Hybrid Locking & Synchronization
Fast-path optimistic locking with fallback to pessimistic RW locks under contention
Intro
Today’s paper is Scalable and Robust Latches for Database Systems by Jan Böttcher, Viktor Leis, Jana Giceva, Thomas Neumann and Alfons Kemper. In it, the authors who are also part of the Umbra DB team propose a hybrid lock, a locking implementation that starts off optimistically and only falls back to a pessimistic shared mode locking when needed.
Since a general DBMS should support various kinds of workloads (read-heavy, write-heavy, hybrid), there are certain must-haves and nice-to-haves that locks used should have according to the authors:
- fast and scalable: Locking and unlocking should be fast in cases where there is no contention (no other thread is waiting or currently accessing the item) or very little contention (the critical section is short). Such locks must support both coarse-grained locking e.g. for an entire table and fine-grained locking e.g. for nodes in a b-tree or buckets in a hash table.
- effortless integration with the query engine: In the authors’ case, since they compile queries, the locks used should be able to be compiled quickly into efficient machine code while avoiding external function calls.

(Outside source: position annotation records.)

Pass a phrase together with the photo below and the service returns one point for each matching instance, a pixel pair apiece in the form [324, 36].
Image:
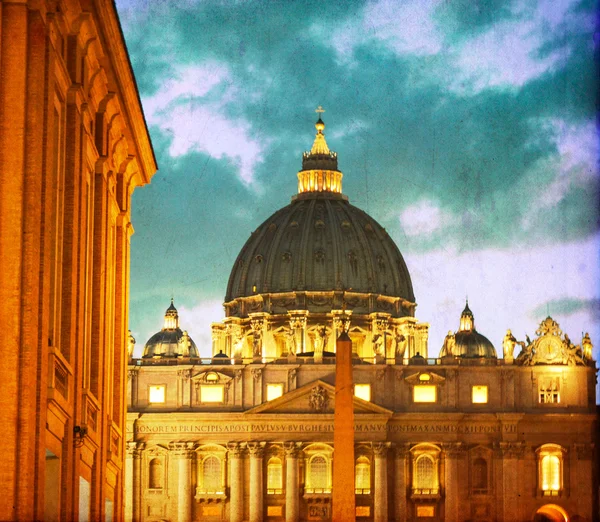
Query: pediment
[315, 397]
[425, 377]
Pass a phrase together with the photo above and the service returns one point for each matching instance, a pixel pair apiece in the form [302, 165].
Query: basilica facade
[459, 434]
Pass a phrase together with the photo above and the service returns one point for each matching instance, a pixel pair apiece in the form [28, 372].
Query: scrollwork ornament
[318, 399]
[183, 450]
[380, 449]
[256, 449]
[454, 450]
[510, 450]
[235, 449]
[135, 449]
[292, 449]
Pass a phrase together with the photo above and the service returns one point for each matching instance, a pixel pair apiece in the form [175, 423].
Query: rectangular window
[363, 391]
[425, 511]
[424, 393]
[549, 390]
[156, 394]
[214, 393]
[274, 391]
[363, 511]
[479, 394]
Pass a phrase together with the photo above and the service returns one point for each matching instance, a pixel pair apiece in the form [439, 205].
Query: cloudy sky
[466, 128]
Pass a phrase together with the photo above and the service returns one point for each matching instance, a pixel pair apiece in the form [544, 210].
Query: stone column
[256, 451]
[292, 500]
[133, 487]
[510, 452]
[380, 490]
[452, 452]
[402, 453]
[183, 451]
[343, 499]
[236, 491]
[582, 461]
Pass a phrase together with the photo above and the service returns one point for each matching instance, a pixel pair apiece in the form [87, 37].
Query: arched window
[211, 475]
[550, 459]
[274, 476]
[425, 479]
[362, 476]
[155, 474]
[550, 473]
[318, 480]
[479, 476]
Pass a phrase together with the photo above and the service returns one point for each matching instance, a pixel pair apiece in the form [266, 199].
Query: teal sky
[467, 129]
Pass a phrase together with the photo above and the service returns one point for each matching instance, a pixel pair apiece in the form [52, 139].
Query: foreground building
[73, 146]
[248, 433]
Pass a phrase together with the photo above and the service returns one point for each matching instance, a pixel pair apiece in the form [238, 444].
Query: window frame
[549, 451]
[431, 453]
[364, 464]
[272, 462]
[157, 386]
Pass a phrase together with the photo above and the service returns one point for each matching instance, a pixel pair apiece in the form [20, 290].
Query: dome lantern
[171, 341]
[319, 165]
[171, 317]
[467, 322]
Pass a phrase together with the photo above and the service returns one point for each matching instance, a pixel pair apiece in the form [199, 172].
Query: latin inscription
[321, 428]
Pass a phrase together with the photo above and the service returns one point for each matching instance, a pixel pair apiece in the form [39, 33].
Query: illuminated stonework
[464, 436]
[73, 148]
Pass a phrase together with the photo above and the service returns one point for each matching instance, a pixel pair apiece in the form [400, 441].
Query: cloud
[191, 107]
[406, 27]
[507, 288]
[574, 164]
[515, 51]
[197, 320]
[424, 218]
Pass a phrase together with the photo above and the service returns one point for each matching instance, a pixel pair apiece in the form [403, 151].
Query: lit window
[274, 476]
[425, 479]
[363, 391]
[424, 473]
[274, 391]
[318, 475]
[156, 394]
[362, 476]
[424, 393]
[479, 476]
[479, 394]
[211, 476]
[550, 468]
[212, 393]
[155, 474]
[549, 390]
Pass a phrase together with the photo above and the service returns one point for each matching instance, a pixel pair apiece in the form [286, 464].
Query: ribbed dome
[473, 344]
[320, 242]
[171, 341]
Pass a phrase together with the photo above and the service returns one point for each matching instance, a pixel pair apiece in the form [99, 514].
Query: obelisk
[343, 432]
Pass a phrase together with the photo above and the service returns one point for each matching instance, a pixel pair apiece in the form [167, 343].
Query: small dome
[473, 344]
[467, 342]
[171, 341]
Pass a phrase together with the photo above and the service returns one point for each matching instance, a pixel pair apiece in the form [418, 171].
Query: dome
[467, 342]
[171, 341]
[320, 242]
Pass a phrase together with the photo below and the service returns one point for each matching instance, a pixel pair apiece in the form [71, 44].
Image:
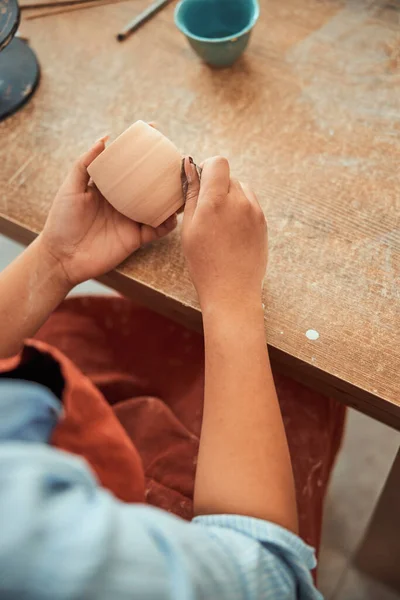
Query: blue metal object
[218, 30]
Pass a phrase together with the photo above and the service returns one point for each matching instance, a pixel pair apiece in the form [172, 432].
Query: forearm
[244, 464]
[31, 287]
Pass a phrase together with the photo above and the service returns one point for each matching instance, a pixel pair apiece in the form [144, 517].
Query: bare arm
[244, 464]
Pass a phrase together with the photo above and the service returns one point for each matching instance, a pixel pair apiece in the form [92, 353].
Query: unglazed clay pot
[140, 175]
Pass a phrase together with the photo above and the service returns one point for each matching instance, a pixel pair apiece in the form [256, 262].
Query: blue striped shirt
[63, 537]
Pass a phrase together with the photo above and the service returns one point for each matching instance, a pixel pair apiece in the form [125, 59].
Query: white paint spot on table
[311, 334]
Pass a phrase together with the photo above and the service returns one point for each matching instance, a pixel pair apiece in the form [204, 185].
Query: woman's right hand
[224, 237]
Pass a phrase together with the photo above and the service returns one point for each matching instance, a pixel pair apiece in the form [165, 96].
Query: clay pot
[140, 175]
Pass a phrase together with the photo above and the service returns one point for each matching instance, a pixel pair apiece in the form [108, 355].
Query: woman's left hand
[85, 234]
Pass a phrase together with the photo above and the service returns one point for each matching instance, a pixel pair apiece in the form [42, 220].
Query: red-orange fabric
[132, 386]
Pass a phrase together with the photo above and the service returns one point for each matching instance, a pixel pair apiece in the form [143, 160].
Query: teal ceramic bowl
[218, 30]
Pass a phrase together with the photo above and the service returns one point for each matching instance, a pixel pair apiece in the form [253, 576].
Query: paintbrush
[144, 16]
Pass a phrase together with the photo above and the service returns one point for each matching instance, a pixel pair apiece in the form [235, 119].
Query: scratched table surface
[310, 116]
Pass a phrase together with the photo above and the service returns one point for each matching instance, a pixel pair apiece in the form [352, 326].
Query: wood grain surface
[310, 116]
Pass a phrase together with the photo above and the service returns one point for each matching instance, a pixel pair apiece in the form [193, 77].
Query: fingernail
[171, 222]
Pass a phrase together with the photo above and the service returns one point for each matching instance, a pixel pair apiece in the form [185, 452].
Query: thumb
[193, 189]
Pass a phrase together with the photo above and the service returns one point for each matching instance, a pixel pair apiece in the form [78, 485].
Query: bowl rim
[227, 38]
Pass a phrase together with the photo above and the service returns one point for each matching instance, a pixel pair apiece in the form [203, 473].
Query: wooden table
[310, 116]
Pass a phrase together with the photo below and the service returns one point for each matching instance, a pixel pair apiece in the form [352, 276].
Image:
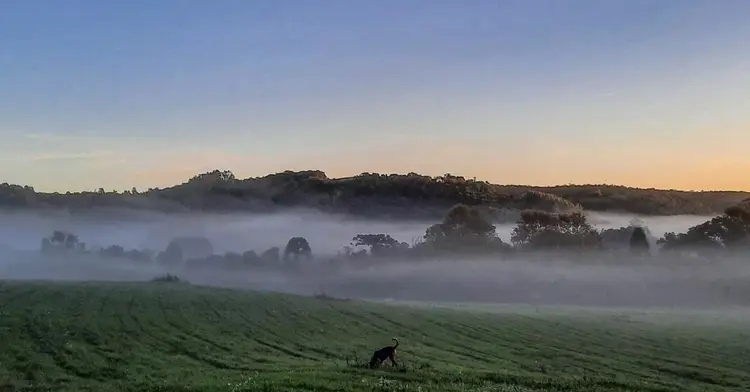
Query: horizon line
[404, 174]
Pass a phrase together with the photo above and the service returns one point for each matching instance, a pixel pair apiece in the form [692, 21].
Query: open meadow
[162, 336]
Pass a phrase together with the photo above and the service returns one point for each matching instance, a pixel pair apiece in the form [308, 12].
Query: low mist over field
[548, 277]
[238, 232]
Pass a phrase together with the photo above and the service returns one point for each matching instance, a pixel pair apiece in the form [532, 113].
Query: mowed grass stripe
[170, 337]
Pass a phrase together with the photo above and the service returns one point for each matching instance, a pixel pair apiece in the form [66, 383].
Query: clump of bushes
[168, 278]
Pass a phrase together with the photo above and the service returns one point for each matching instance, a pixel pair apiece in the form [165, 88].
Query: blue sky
[117, 94]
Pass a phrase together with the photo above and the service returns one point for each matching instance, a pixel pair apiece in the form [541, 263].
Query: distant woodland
[394, 196]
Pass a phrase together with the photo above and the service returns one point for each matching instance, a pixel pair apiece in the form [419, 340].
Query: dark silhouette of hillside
[377, 195]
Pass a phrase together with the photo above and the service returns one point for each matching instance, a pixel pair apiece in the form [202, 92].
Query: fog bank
[551, 279]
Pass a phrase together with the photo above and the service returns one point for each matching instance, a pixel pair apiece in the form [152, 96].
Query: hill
[378, 195]
[179, 337]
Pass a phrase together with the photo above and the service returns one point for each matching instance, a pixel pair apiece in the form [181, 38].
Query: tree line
[463, 231]
[372, 194]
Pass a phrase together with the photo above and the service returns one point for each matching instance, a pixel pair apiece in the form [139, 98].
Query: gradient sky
[117, 94]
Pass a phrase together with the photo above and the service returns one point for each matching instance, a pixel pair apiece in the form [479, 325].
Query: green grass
[178, 337]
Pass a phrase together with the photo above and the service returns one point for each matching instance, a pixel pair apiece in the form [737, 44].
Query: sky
[140, 93]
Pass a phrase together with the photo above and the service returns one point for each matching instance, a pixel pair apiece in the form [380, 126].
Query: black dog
[388, 352]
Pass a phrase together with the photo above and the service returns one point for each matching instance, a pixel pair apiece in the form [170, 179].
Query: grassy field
[178, 337]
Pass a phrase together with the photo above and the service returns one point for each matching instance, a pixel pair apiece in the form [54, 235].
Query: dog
[387, 352]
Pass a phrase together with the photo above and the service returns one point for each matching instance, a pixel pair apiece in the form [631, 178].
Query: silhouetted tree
[463, 226]
[639, 242]
[730, 230]
[541, 229]
[296, 247]
[379, 244]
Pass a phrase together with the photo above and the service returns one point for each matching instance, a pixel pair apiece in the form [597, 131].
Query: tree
[729, 231]
[60, 240]
[639, 242]
[296, 247]
[379, 244]
[462, 226]
[541, 229]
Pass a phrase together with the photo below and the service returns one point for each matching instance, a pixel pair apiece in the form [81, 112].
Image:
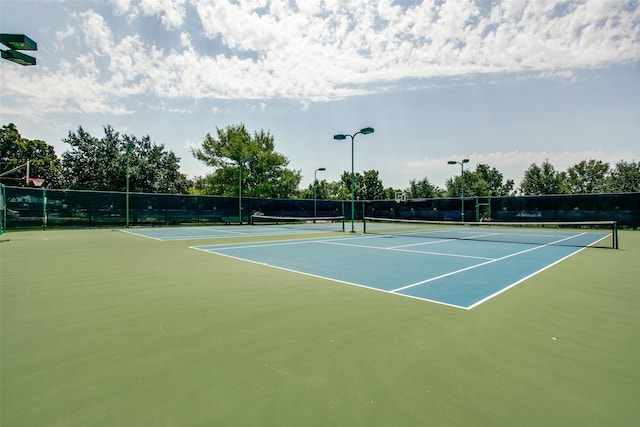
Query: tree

- space efficient: Locks should ‘not waste unreasonable amount of space’.
For example, the
pthread_mutex_t
provided by some OSs requires 64 bytes “because of binary compatibility with programs that were compiled against ancient implementations that had to be 64 bytes)” [2]. In my system,pthread_mutex_t
takes up 40 bytes. Space-efficient locks (1 byte, 4 bytes) tie into the first point since they allow for fine-grained locking. - graceful contention handling: If two or more threads want to modify the same item concurrently, all but one will have to wait for their turn. The approach used in such contention handling should have minimal to no overhead in cases where there is little contention (such as read-only settings). Threads waiting for their turn should do so quietly i.e. without expending resources. Those threads that want to opt out e.g. user-initiated query cancellation should be able to do so.
Different Locks for Different Folks: OS Mutexes and Spinlocks
One way of ticking all the above boxes would be to use different locks in different scenarios. This is what pre-2015 Webkit did where they picked either a spinlock or an OS mutex based on the situation [2].
Spinlocks are easy to implement and integrate into a query engine; they can be optimized for low space overhead and have fast lock/unlock under no contention. However, even with some contention, spinlocks end up being quite inefficient:
The simplest spinlocks will make contending threads appear to be very busy and so the OS will make sure to schedule them. This will waste tons of power and starve other threads that may really be able to do useful work. A simple solution would be to make the spinlock sleep – maybe for a millisecond – in between CAS attempts. This turns out to hurt performance on real code because it postpones progress when the lock becomes available during the sleep interval. Also, sleeping doesn’t completely solve the problem of inefficiency when spinning - Locking in WebKit, Filip Pizlo
On the other hand, OS mutexes handle contention quite efficiently since they are able to suspend threads that are waiting allowing for those doing ‘actual’ work to be scheduled in. Unfortunately, they have high space overhead and are rather slow under little to no contention.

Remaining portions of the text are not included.